On the weekly charts, there is scope for a potential correction which however needs to be validated. The median line analysis on Gold’s weekly time frame points to a correction towards 1117 region at the minimum, provided prices close on a bullish note on the weekly and preferably above the 1072 support. Failure to break above 1072 could however keep Gold biased lower. Also, watch for a possible inside bar or a bullish harami pattern on the weekly chart, which would be a near textbook example after Gold prices posted steady 6-weeks of decline.
Looking to the daily timeframe, the Stochastics are pointing to a bullish divergence failing to confirm the new low in prices, while posting a higher low in the process. The bullish divergence points to a minimum correction to $1100 which was a previously established support level and could potentially turn into resistance on a retest off the current lows. The daily chart also shows an inside bar along with a piercing line candlestick pattern formed earlier this week. A bullish breakout above 1072 could confirm this view for a move to the upside.
Silver – Technical Outlook
The monthly chart for Silver paints the same picture with prices staying near the $15.45 support of the ranging price action before last month’s strong bearish candlestick pattern. The weekly chart for Silver prices shows prices trading just above the median line. Last week’s candlestick closed with a small bodied spinning bottom pattern which could point to a short term shift in prices. This week’s price opened lower and a bullish close above last week’s open at $14.17 could signal a bullish engulfing pattern on the weekly charts indicating that Silver prices could be looking to a correction in the near term.
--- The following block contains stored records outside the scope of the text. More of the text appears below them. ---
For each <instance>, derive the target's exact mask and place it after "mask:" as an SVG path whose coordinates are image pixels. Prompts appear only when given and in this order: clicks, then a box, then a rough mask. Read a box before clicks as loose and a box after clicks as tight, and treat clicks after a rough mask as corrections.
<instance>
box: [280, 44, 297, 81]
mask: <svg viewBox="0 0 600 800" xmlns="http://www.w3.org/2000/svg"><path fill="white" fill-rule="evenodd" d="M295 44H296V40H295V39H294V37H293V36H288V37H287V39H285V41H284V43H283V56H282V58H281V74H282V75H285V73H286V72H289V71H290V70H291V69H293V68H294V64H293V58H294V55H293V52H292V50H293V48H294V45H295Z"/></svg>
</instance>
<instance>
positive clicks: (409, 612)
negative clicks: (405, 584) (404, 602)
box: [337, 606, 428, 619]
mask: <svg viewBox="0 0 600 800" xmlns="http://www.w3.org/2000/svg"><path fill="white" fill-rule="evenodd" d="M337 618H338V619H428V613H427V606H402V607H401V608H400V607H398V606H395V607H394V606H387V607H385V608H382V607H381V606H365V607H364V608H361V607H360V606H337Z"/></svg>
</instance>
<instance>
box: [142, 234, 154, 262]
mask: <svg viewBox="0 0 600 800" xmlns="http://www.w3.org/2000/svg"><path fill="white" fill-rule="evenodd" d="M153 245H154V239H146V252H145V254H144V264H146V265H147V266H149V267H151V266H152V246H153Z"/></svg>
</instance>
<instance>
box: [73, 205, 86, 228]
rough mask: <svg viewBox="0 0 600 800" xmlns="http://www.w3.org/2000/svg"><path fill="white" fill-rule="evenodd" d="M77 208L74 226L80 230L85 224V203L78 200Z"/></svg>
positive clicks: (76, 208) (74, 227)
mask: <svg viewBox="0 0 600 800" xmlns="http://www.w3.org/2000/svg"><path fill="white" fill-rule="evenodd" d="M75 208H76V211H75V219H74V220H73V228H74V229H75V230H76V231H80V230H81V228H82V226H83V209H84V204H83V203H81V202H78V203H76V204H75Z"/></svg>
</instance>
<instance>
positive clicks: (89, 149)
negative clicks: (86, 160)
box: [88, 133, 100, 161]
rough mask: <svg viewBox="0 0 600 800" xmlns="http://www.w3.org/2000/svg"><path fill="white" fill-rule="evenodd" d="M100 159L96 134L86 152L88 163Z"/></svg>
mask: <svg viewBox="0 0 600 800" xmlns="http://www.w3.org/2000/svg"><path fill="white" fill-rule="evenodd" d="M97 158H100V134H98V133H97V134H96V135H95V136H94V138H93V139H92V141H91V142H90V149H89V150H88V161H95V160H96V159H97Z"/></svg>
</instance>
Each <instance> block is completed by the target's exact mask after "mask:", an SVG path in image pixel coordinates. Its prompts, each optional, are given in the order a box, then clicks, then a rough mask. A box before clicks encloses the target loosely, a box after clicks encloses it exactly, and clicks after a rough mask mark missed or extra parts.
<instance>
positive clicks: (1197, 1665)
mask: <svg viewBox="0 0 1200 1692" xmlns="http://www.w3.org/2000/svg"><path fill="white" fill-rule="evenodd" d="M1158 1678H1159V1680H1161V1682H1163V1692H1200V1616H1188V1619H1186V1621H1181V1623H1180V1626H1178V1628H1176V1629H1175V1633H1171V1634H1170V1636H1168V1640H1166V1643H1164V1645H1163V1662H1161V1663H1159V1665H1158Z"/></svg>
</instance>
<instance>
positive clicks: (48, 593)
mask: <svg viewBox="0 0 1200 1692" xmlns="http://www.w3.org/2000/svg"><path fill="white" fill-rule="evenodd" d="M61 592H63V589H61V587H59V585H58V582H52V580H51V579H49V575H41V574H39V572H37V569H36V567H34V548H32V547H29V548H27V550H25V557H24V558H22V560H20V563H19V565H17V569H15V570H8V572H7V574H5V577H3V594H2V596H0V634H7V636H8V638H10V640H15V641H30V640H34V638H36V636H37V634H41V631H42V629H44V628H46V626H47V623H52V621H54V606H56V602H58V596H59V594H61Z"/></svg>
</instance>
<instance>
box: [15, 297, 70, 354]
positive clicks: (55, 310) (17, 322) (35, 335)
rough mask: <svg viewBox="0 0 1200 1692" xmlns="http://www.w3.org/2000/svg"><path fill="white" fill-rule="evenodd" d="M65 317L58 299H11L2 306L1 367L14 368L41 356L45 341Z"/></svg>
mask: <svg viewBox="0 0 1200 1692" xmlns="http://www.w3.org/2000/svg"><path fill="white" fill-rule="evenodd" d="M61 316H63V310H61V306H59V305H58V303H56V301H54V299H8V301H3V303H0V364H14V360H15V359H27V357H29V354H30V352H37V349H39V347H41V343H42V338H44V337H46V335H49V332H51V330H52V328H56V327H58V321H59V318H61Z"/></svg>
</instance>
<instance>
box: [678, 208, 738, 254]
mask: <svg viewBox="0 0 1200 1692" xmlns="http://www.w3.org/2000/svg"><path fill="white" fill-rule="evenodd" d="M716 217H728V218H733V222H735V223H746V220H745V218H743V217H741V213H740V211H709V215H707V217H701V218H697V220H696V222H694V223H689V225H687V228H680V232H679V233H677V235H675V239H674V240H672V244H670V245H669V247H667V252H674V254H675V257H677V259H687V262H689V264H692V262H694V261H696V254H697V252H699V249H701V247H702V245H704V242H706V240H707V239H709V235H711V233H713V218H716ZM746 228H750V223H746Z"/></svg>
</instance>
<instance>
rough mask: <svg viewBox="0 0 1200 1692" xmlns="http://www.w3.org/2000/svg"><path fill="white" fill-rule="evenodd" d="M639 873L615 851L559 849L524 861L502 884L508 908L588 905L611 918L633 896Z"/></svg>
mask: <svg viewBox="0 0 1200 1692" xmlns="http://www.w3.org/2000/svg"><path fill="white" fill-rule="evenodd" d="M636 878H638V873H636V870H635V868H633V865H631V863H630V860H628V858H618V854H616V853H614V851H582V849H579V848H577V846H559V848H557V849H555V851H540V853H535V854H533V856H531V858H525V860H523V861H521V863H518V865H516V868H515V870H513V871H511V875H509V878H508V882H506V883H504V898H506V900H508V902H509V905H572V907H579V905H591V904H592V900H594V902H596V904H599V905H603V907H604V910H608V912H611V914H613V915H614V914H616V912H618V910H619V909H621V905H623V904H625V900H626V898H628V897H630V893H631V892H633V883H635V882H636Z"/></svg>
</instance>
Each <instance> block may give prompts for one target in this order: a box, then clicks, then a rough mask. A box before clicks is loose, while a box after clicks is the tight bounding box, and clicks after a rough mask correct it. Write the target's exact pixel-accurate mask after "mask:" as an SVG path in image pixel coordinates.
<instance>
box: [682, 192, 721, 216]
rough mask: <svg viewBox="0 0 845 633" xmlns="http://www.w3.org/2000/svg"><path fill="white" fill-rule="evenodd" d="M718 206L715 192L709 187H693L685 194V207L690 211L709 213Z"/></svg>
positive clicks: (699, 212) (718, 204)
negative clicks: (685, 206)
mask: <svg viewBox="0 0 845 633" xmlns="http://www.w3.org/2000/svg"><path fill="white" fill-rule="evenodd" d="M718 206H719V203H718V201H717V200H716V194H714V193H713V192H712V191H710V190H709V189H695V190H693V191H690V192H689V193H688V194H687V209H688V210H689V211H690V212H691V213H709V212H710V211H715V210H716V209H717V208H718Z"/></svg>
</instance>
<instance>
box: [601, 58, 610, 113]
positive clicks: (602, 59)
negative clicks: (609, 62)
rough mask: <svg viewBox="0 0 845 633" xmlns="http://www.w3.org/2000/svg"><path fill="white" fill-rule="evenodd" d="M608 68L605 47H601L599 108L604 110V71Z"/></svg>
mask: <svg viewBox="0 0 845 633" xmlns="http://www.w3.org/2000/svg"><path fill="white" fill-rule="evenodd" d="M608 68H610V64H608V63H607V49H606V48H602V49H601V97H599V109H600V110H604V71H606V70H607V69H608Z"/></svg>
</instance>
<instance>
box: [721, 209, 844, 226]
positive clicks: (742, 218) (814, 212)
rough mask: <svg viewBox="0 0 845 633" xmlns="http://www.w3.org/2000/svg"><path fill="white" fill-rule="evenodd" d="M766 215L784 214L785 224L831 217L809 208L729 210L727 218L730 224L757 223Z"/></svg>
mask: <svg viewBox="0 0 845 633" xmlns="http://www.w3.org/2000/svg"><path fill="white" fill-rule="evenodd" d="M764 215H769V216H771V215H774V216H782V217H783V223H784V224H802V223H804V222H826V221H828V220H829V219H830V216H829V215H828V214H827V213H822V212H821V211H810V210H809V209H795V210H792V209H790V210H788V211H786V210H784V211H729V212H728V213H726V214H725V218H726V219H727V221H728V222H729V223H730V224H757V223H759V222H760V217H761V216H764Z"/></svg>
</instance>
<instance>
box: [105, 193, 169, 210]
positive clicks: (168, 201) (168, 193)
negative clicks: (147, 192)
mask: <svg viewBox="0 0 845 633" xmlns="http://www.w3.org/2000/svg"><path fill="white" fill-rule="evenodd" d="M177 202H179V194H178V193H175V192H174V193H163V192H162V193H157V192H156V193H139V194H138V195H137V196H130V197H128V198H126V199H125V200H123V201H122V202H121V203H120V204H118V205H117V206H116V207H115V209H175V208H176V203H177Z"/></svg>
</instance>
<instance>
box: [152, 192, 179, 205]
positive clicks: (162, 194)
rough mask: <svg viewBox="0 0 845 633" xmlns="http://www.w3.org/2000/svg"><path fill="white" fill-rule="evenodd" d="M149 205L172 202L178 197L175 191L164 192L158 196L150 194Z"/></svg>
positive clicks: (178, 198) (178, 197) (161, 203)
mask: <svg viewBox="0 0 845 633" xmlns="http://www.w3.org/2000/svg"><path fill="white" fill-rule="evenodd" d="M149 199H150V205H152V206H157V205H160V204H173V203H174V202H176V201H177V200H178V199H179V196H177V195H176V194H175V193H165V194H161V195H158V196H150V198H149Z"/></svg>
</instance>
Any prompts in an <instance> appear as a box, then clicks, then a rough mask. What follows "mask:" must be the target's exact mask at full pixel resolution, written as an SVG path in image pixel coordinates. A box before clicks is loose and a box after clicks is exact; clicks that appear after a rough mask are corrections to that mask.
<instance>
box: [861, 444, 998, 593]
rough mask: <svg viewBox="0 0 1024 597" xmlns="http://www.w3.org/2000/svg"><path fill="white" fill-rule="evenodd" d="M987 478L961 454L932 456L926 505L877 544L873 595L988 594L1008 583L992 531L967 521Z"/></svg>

A minor support/resistance level at $14.37 will be key as a close above this level could clear the way for a strong move to the upside.
On the daily charts for Silver, prices remain close to the main support level at $14.12. The price action near this support shows strong rejections on previous occasions indicating that Silver prices could be forming a short term base at this level confirmed by the bullish divergence on the Stochastics pattern. There is also a near double bottom formed at this level. To the upside, a break above 14.56 will clear the way for a possible test to $15.64. Failure to break higher is likely to keep Silver prices subdued with a possible new decline to the downside.